Usibelli has held permits for the site since the 1990s and has already conducted exploration and environmental research in preparation for a feasibility study.
The mine’s permits currently up for renewal are open to public comment until mid-October and have attracted enough citizen complaints to spur reaction from federal authorities.
OSM official Kenneth Walker reportedly told the Alaska Department of Natural Resources in a letter dated last week that granting of the Wishbone Hill permits was not supported by the facts or applicable law.
The Associated Press said Walker requested any additional information on the renewals and extensions to provide clarity with regard to their validity.
The delay in the permitting process has prevented Usibelli from continuing development work at Wishbone Hill this summer and the miner has been barred from doing any work on the site until the permit issue is resolved.

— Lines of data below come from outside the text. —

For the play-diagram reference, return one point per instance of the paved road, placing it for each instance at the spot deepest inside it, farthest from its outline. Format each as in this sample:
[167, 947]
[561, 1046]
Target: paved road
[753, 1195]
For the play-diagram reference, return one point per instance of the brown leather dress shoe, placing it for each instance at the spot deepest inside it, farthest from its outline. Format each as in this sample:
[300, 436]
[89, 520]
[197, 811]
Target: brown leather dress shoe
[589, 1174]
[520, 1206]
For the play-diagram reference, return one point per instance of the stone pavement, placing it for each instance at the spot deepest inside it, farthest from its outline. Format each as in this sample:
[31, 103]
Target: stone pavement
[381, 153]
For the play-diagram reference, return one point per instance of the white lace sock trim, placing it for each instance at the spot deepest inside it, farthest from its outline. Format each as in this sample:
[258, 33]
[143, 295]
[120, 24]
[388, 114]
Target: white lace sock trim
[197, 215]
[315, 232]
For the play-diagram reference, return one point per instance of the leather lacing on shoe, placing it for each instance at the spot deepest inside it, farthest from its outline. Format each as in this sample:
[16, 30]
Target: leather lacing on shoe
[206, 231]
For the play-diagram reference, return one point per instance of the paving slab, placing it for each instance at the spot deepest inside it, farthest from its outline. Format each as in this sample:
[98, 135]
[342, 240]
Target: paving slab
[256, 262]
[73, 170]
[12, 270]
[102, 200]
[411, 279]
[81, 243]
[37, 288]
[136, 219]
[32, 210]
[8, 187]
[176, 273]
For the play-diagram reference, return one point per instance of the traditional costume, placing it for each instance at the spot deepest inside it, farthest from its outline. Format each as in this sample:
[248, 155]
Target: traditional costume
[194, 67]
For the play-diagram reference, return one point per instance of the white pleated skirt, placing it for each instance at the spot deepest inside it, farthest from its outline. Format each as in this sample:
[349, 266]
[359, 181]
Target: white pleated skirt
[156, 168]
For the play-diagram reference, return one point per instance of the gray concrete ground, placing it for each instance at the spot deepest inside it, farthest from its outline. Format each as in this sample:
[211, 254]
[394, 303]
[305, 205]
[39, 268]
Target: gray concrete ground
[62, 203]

Usibelli has responded by saying federal regulators are trying to bully the state of Alaska by second-guessing local permitting decisions that were made 16 years ago.
Although Usibelli has yet to determine the feasibility of the project, interest in resurrecting the historic coal mining area has attracted the attention of Japanese power company JPower and an Australian company called Riverdale Alaska.
Riversdale won a bidding war for 45sq.km of coal-bearing land in the nearby historic coal mining site of Chickaloon.
Although the 41sq.km Wishbone Hill claims only 14 million tons of identified coal reserves, Usibelli says the tenement has considerable value as the only bituminous deposit on the Alaskan road system.